出来事 冒険者を支える者たち

今や、時代を動かす存在とまで評され、脚光を浴びている冒険者たち。だが、その華やかな活躍の陰には、地道に活動を支える人々がいることを知る者は少ない。彼らにその職務についた経緯、そして冒険者への本音を聞いた。

「よもや、我々大公様の親衛隊が、印形(シグネット)授与の任を負うことになろうとはな」

そうこぼしたのは、親衛隊員のひとりコチャヒムワチャヒ(Kochahy-Muwachahy)さんだった。

彼は三大国の駐在武官に代わってコンクェストに参加する冒険者の支援活動を行うため、最近、ジュノ港に常駐することとなったのだ。

「我が大公国は中立であるが故に、コンクェストの裁定権を有していたはずだ。諸国に属する冒険者たちと我々は、無縁であって然るべきだったのだ。それが、突然のこの任務。これが大公様の御意志だとすれば、時勢が変わったというほかあるまい」

次いで彼から、親衛隊が冒険者を支援することが決定された後の隊員の動揺や、短すぎる研修などの苦労話を聞くことができた。

ただひとつ意外だったのは、そう語る彼の目が、何故か子供のように輝いていて、まんざらでもない様子さえ感じられたことだ。

その理由は、取材の最後に彼が語った言葉で明らかになった。

「冒険者との交流は任務を越え、今や私の生活の一部となっている。だからだろうか、自由奔放な彼らと接していると、私もまるで冒険者として活躍したような気になってくるのだ」

写真 ジュノ国民で冒険者支援のために街頭に立つようになったのは、親衛隊だけではない。上層に同僚とともに立つワイズウルフ(Wise Wolf)さんは、かつて窓口の混雑解消を急務としていた競売所の職員だ。
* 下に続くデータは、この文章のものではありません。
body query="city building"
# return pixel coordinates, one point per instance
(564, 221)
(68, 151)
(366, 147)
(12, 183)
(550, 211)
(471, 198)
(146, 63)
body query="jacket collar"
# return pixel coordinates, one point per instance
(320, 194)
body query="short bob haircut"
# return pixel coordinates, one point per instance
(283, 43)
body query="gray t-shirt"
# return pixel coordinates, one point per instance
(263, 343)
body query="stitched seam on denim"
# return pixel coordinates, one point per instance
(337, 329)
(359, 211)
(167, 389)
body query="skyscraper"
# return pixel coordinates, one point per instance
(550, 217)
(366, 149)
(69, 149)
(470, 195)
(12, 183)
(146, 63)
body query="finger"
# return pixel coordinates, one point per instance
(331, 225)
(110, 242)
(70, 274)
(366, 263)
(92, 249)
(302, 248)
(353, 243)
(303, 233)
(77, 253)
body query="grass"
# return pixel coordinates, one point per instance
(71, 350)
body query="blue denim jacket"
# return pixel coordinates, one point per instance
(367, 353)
「お客様の御利用数に対して窓口が少ないことは、以前から私共も問題視しておりました。ただ、その解決法に苦慮しておりましたところ、そのヒントを思わぬ場所で得ることができたのでございます」

“思わぬ場所”というのは、カザムやラバオ、そしてノーグに進出した他国の競売所だった。
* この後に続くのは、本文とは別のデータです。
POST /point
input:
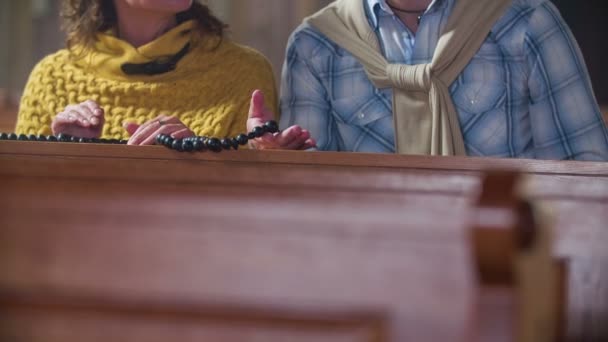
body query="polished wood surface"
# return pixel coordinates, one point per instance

「辺境に視察に行った時のことでございます。競売所を覗いた私は、驚きました。あちら様は、満足な施設もない野ざらしの場所に、職員だけを置いて、帳簿とリンクパールだけで競売を運営していたのですから。

おかげで、私も目からウロコが落ちました。同じ方法で、港や、ここ上層にも我々の競売所窓口の代わりが設置できると思ったのでございます。

昨今は、大公様のおかげで治安も良くなったことですし、何も立派な施設を建てる必要もなくなっていたわけですから」

帰国後、彼は所長や大商人の説得に奔走。見事、上層と港に競売所の職員を派遣することに成功したのである。彼は話の最後に最高の笑みを浮かべて、次のように語った。
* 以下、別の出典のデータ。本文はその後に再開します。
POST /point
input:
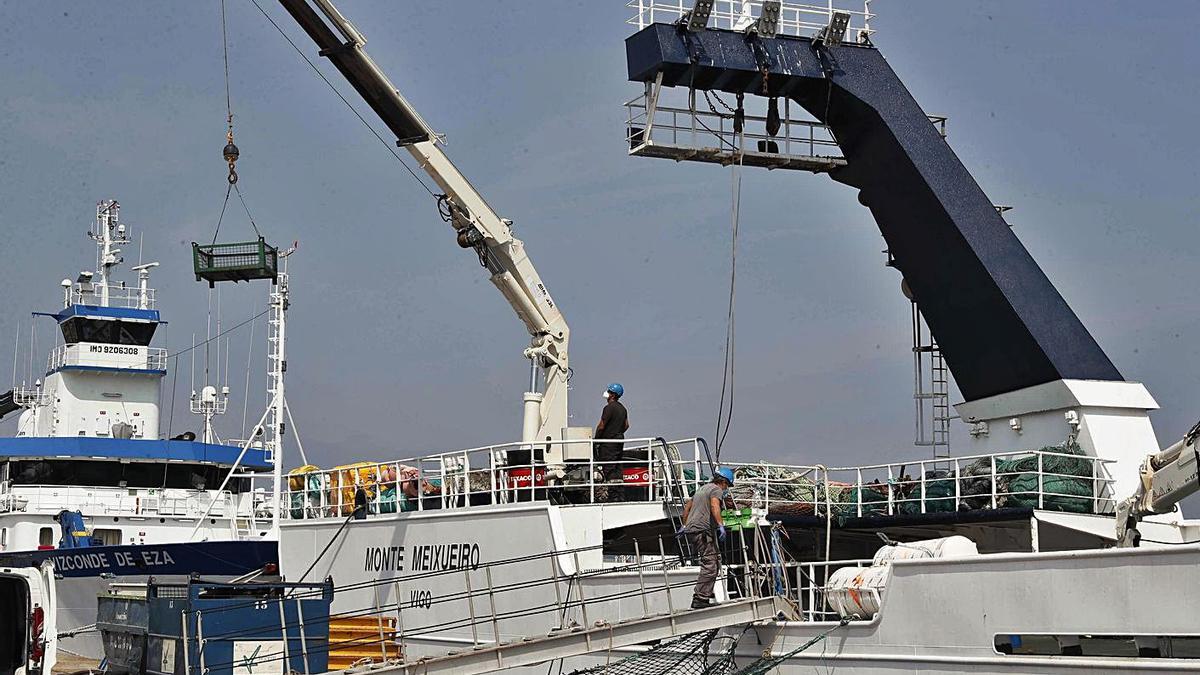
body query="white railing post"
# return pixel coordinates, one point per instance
(1042, 489)
(995, 481)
「最近、気づいたことでございますが、冒険者の皆様と顔を合わせて取り引きさせていただいたほうが、何十倍も仕事が面白いのでございます。なんと申しましても、出品や入札をされるお客様の期待の表情を、直に拝見することができるのでございますから」

最後に、ジュノから遠く離れた辺境の地に冒険者支援の名目で赴任している、あるチョコガールへのインタビューを紹介しよう。

「チョコボって、本当はどこでも走れるんですよ。でも、この子たちがひとりでも帰ってこられるような比較的安全な地域までしか、私たちは貸し出しを許可してないんです」

ラバオでチョコボを世話しているギナヴィ(Guinavie)さんは、そう述べると餌を愛鳥に頬張らせた。

「ですから、コンクェストの範囲が広がってからも、冒険者の皆さんにはしばらく我慢していただいてました。けれど、ようやく辺境地域の安全確認も終わりましたし、この子たちも道を覚えましたので……」

そう語る彼女の笑顔は、とても嬉しそうだった。

「それはそうです。皆さん、この子たちをとても大事にしてくださるし、何より新たな地をチョコボで駆ける冒険者の雄姿が間近に見られるんですから……」

今回、取材に快く応じてくださった方々は、各々まったく別の組織に所属している。しかし、彼らには“冒険者と接することを楽しんでいる”という共通項を見出すことができた。

それは同時に取材した、一部運賃を改正した飛空旅行社の職員や、引っ越し料を廃止したノマドモーグリたちにも、同様に聞かれる意見だった。彼らは、明らかに冒険者と心を通わせているのだ。

責務ある彼らが、冒険者と共に戦うことはおそらくないだろう。だが、労苦をいとわず支えてくれる彼らがいるからこそ、冒険者は世界中で活躍できるのである。